Images Mark Douet(5 / 5)
I think that it is a universal fact that during lockdown many of us picked up new hobbies in the hope that it would help that extended periods of loneliness pass by quicker. One of my many lockdown obsessions was checking out new concept albums/recordings of new musicals from all around the world. Whilst on my quest to find my new musical obsession, I discovered a musical called Our Lands Own which told the story of the gruesome Merthyr Rising riots that happened a short drive from my home. It was absurd to me that such a massive moment in history happened a short drive from my house and I never even knew about it! Since then I have become fascinated with not only with the interesting intersection of history/musical but especially lesser-known Welsh history! The brand new play Housemates explores the purposefully hidden, behind-the-scenes investigations into Ely Hospital and the terrible series of events that have been documented there but also the origin story of assisted living schemes both of which took place in my own hometown!
Housemates the play tells the story of an innocently eager person called Jim (played flawlessly by Peter Mooney) who makes the spontaneous decision to volunteer his time walking two hospital respondents, namely on an unassuming walk to the local park. On this adventure, Jim begins to see some of the discrimination and harassment that hospital residents face which only gets worse as he begins investigating into the daily life of the hospital residents which results in immense anger on his behalf. This outrage caused Jim to investigate ways in which to properly integrate the residents into the community which led to the first ever assisting living programme where the patients lived with students. We follow Jim as he campaigns for this programme to be trialled in 12 Ruthin Gardens in Cardiff.
What was particularly interesting about this show was the fact that the production actually began before the audience had even taken their seats! The moment we stepped into the main auditorium at Sherman Theatre Cardiff, we were greeted by a lively band as if we had joined them during a gig in a local pub. They performed a plethora of iconic hits, as well as the expected chit chat that happens with a band during song transitions. This idea of a band-fuelled performance reappeared at the end of the show where the lead character Alan becomes the lead singer of his own band (donning a David Bowie-inspired ensemble and busting out his own drum solo) which helps to create a cohesive, circular narrative for audience.
The highlights of this production, however, were very clearly the characters Alan and Heather (played by Gareth John and Lindsay Foster respectively) who delivered a masterclass in comedic timing throughout! These two talented individuals had myself (and the audience) in hysterics throughout while simultaneously exposing the terrible and intense experiences of people in mental hospitals at the time. It is incredibly difficult to provide both a plethora of comedic moments while also generating sympathy from the audience by the bucket full. The two performers took us on a rollercoaster from eye-watering laughter to heart-wrenching sadness which is no easy feat but these two performers appeared to take it in the stride! One of my favourite moments in the entire production was when Alan and Heather got to experience their first live band performance and they exploded into a totally euphoric dance sequence that was just a pure joy to watch! It was clear that these two were having so much fun being on the stage and that radiated throughout but especially during this specific moment. We went from this moment of pure joy to a deeply heartbreaking scene where Alan shared the abuse he had experienced while under the care of the hospital. The most uplifting moment of the entire show however happened at the end of the show when the entire cast highlighted the success of the assisted living experiment and began listing off all the asylums that shut down due to this scheme (started in Cardiff) being a success. There was something about each person shouting the name of the hospital while scrunching the paper up and throwing it into the bin that was incredibly powerful and had myself very close to tears! I also found it immensely impressive that the band from earlier in the show were able to quickly switch from an accompanying band to an on-stage character. I can barely do each of these things on their own neither switching so quickly which was an incredible display of insane talent!

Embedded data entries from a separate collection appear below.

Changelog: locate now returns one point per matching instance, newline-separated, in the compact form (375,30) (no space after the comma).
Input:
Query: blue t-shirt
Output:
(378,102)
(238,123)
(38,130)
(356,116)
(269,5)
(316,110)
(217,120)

Overall, Housemates is a powerful piece of theatre that shines a light on a sparsely discussed area of Cardiff’s history! Despite only being just over one hour long, the grounded and honest portrayals captivated the audience and made every moment feel as if it was happening in real-time/the time frame the events actually took place. The production made every single person in the audience experience the length and breadth of human emotion while simultaneously highlighting a key part of Welsh history. I would rate this production 5 out of 5 stars!